After my Dad died, click I went back to NYC. But I was able to do so with an Immigrant visa which, different from the Visitors visa I had previously, allowed me to work in the USA. To call the circumstances of how I got the visa unusual is an understatement. More further down...
In NYC the first job offered me was in the garment district at $1.00 an hour. That was the minimum wage at the time.
I didn't take it. Instead I opted for a job as a psuedo college student selling magazines in New jersey. It was a great experience and I met a talented group of hustlers who knew how to shake $$$$ from the suburbanites in NJ. I didn't last at this job because it was all a lie. I can fib OK but lying is beyond me.

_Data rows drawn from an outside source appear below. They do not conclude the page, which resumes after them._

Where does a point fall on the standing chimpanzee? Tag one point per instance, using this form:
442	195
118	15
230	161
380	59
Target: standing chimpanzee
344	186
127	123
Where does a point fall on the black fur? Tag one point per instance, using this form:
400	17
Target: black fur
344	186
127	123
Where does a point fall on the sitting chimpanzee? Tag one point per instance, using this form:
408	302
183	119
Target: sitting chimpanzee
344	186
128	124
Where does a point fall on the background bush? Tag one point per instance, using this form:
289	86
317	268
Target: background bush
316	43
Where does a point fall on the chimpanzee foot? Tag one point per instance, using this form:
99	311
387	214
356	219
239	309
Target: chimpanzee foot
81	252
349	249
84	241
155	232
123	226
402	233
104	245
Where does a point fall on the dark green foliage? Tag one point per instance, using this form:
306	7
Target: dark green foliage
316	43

But, let me tell you about the visa I was able to get in 1958.
I've told this tale many times......but it seems almost miraculous to me even today some 50+ years later. So if you've heard it, sorry!
After the funeral- mid June- my oldest sister and my mother were planning to go to NYC where my sister lived. By the beginning of July they had decided on a ship from Liverpool to Montreal leaving july 23rd.
I decided to go too.
On Friday July 4th we went down to Pier Head where the Cunard offices were to book the trip. While we were there paying for passage at White Star Line my sister had an idea. "Why don't you emigrate so you can work ashore?" she asked.

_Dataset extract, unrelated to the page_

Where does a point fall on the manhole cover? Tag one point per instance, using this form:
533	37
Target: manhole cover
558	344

"No problem with me" I said. Since the American Consulate Office was right down the block from Cunard we toddled on down there. It was about noon. The massive double wooden doors were shut. No sign of activity. We pulled the bell chain and banged on the door. Nothing. Again we banged. After a while we heard the lock slide back and the door inched open a tad. A man with shirtsleeves rolled up and not wearing a tie asked what we wanted. My sister gave him a song and dance routine telling him the sad news that I'd just lost my dad and that my mum was going to NYC and I wanted a visa.
"Do you know what day it is?" he asked. Like dopes we said yes it's Friday and he laughed and said "It's July 4th", "An American Holiday" and "There's nobody here working to do it." Then the magic happened. He asked us in and after about 10 minutes of a private interview with me he got out a form and with a big roller type of lithograph stencil thingy he gave me a visa, all signed and fresh from the press.
Well we were over the moon. Usually in those days one would wait several months with it would take many trips(and long queues) and extensive documentation requirements to get a visa. You also had to have a sponsor or you had to have a job in the U.S. to go to and all kinds of official paperwork .
I skipped the lot, thanks to July 4th. I'm sure you can imagine how much I appreciate all the fireworks celebrating my visa anniversary every year! Thanks all of you......
Thomas Hobbes: the father of "the social contract"
12 years ago
4 comments:
Written for my progeny. All of them.
I have heard that story but I love it, so thanks for putting it down. I love to think of Auntie Renie batting her eyelashes at the consul, telling him all about her poor, sad brother. I am thankful to her and to the consul, too!
Ah,but..look who lost out! lil' ole me NORMA! I had a young Brother taken away from me along with a younger Sister to join Rene who managed to cajole half of my Family away from me with one fell swoop! Ken my eldest Brother lived far away too in Shropshire :( This is why I appreciate all these Blogs that my lovely Nieces fill with news and beautiful pictures..Thank-you,Ladies :)and thank-you,Eric,for these memories of yours. x
Norma.
How wonderful that July 4th is your anniversary. I came to the USA for the second time (permanently) just before Thanksgiving so that is my anniversary.
I also read your post about your father's death. The first plane I ever flew in was a DC-7.